The mausoleums in Central Florida were surveyed and analyzed for trends involving both the physical structure of the tombs and the demographics of the individuals within them. A number of observations about the tomb structures were noted. The 107 mausoleums display a variety of construction materials, architectural styles, and epitaph choices. The materials used to build these structures went through identifiable phases of concrete/brick, marble, and granite. Double crypts are the normal arrangement used in the survey area. The 1960s and 1970s were the most popular decades for the construction of mausoleums, followed by another big jump in the 1990s. The majority of mausoleums are oriented on the cardinal coordinates, the only exceptions being those in memorial parks that face the curved driveways and lakeshores. A small percentage of tombs are inscribed with epitaphs that can be categorized by relationship, religious quotes, and other common phrases, such as “Rest in Peace.”
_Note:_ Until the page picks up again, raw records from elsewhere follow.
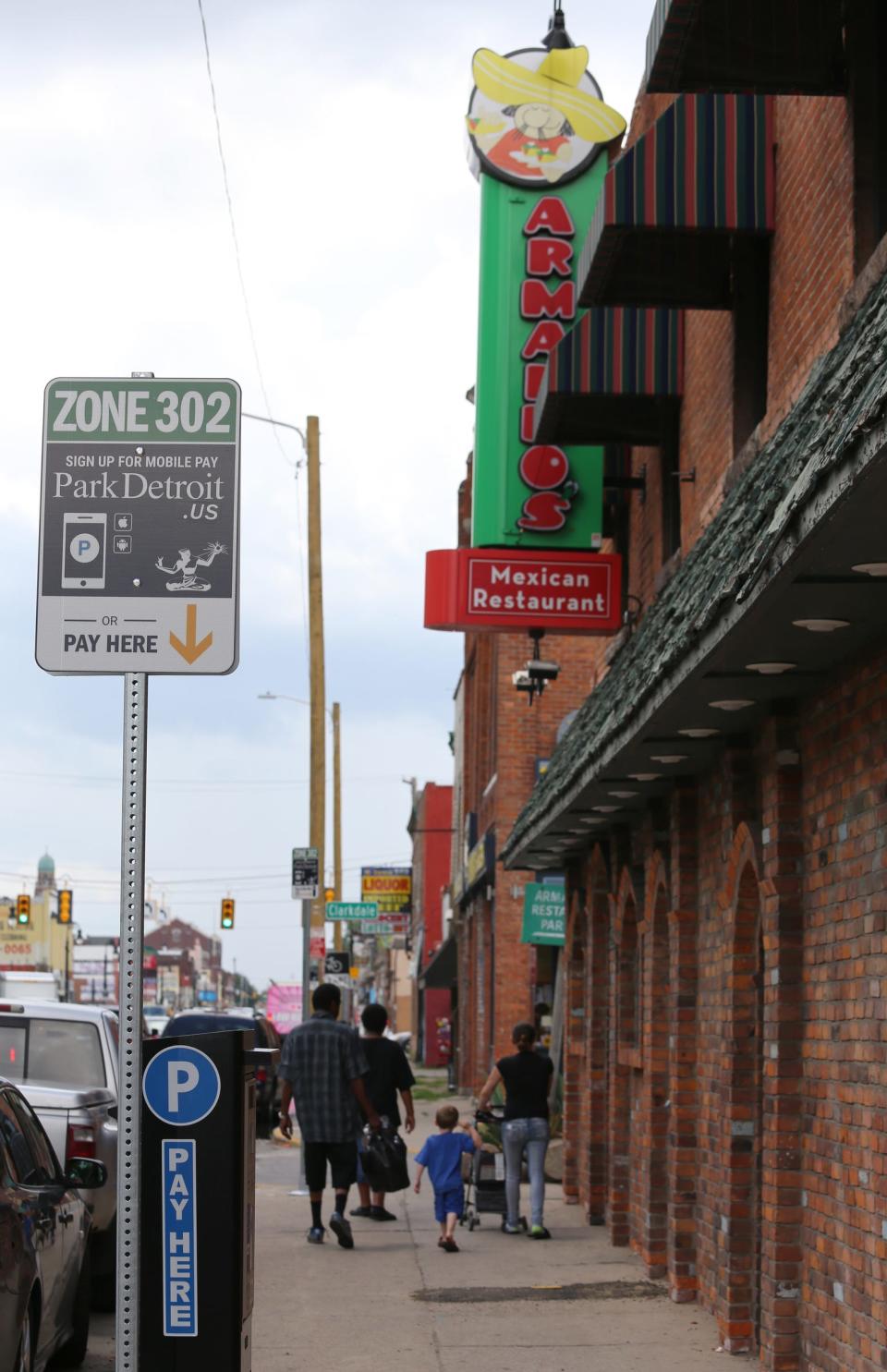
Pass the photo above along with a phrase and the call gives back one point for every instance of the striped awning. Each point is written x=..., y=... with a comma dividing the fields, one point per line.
x=615, y=378
x=765, y=47
x=675, y=203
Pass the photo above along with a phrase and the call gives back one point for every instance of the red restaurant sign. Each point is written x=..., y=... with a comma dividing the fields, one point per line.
x=493, y=589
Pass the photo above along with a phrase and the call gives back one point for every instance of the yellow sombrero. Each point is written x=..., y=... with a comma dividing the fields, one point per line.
x=553, y=82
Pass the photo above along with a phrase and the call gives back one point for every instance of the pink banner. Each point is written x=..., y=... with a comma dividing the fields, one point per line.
x=285, y=1007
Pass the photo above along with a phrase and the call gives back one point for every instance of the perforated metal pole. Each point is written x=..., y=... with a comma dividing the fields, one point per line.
x=129, y=1057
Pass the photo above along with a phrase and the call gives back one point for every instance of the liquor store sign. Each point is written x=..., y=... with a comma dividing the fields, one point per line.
x=139, y=529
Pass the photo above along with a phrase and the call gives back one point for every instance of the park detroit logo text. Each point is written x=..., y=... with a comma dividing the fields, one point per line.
x=135, y=486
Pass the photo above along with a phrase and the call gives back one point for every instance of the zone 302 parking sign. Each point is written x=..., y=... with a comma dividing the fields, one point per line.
x=139, y=523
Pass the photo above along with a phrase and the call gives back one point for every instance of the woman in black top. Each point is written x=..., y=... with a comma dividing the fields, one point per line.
x=526, y=1077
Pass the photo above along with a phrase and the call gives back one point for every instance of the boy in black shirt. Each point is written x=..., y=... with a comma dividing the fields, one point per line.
x=389, y=1074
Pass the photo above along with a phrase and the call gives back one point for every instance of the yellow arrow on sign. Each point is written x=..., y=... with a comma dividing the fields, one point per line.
x=191, y=650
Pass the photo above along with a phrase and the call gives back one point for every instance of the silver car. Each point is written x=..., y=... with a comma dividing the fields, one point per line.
x=44, y=1256
x=64, y=1060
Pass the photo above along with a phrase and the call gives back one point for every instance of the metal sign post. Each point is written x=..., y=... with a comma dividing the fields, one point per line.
x=138, y=572
x=129, y=1047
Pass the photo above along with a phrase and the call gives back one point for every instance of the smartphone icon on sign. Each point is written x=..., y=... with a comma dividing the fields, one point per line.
x=82, y=552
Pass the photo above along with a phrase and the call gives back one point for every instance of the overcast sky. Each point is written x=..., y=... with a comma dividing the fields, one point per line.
x=358, y=220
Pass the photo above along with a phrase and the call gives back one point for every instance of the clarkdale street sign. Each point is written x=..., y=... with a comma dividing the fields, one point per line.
x=537, y=127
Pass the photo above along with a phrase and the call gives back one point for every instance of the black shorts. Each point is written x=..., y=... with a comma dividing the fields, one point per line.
x=342, y=1159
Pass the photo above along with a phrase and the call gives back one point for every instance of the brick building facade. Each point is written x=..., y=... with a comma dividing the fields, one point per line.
x=500, y=746
x=720, y=801
x=430, y=829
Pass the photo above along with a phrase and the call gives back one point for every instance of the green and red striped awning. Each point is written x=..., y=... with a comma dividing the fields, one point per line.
x=765, y=47
x=675, y=202
x=616, y=378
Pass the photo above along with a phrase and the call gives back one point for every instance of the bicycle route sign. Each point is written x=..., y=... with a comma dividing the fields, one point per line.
x=139, y=526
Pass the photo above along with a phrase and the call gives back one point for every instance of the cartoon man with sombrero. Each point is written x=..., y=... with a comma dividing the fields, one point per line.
x=550, y=106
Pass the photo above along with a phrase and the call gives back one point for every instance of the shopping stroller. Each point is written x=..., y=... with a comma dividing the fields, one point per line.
x=485, y=1191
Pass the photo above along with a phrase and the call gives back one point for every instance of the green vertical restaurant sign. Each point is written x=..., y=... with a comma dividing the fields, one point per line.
x=539, y=127
x=544, y=914
x=528, y=494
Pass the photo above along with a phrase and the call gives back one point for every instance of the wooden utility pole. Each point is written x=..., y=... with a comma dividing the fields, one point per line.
x=318, y=675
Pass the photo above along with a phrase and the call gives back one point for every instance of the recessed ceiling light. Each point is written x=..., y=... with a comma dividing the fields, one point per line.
x=821, y=625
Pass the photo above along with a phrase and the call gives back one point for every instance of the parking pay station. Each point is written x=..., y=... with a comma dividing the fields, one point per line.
x=198, y=1202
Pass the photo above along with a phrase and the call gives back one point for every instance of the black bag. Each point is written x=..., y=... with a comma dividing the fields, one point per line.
x=384, y=1161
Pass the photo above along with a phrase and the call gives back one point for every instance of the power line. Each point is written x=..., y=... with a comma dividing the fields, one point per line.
x=249, y=313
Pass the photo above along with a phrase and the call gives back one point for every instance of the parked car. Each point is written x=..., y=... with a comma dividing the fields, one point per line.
x=44, y=1250
x=155, y=1018
x=211, y=1021
x=64, y=1060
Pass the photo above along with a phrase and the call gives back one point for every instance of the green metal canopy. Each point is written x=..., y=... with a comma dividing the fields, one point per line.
x=680, y=205
x=615, y=378
x=776, y=47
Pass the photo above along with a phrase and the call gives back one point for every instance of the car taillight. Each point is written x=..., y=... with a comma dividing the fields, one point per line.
x=81, y=1142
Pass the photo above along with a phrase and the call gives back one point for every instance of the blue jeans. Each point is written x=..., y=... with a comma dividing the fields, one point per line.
x=530, y=1136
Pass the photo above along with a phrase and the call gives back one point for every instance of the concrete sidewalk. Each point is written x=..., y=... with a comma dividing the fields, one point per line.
x=400, y=1304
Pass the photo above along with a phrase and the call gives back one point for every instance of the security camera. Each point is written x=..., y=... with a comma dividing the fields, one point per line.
x=540, y=671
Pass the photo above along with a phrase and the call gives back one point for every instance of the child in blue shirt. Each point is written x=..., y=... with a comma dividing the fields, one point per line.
x=443, y=1157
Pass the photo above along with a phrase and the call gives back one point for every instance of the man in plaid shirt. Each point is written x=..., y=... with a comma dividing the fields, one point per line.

In addition to physical traits of the tomb, trends in mausoleum usage are apparent from the demographic information gleaned from the families and historic data. Caucasians are the primary group entombed in family mausoleums. The ratio of men to women is fairly even, with children rarely entombed. In the popular double-crypt mausoleums, men are normally placed on the left, and they are usually the first interment. The people purchasing mausoleums were wealthy and lived longer than average lives. The median age at death was 77 years—10.91 years past the average life expectancy.
Wealthy Central Floridians have used aboveground private entombment for over a century. As the area continues to grow, other residents will also choose to create mausoleums to memorialize their families.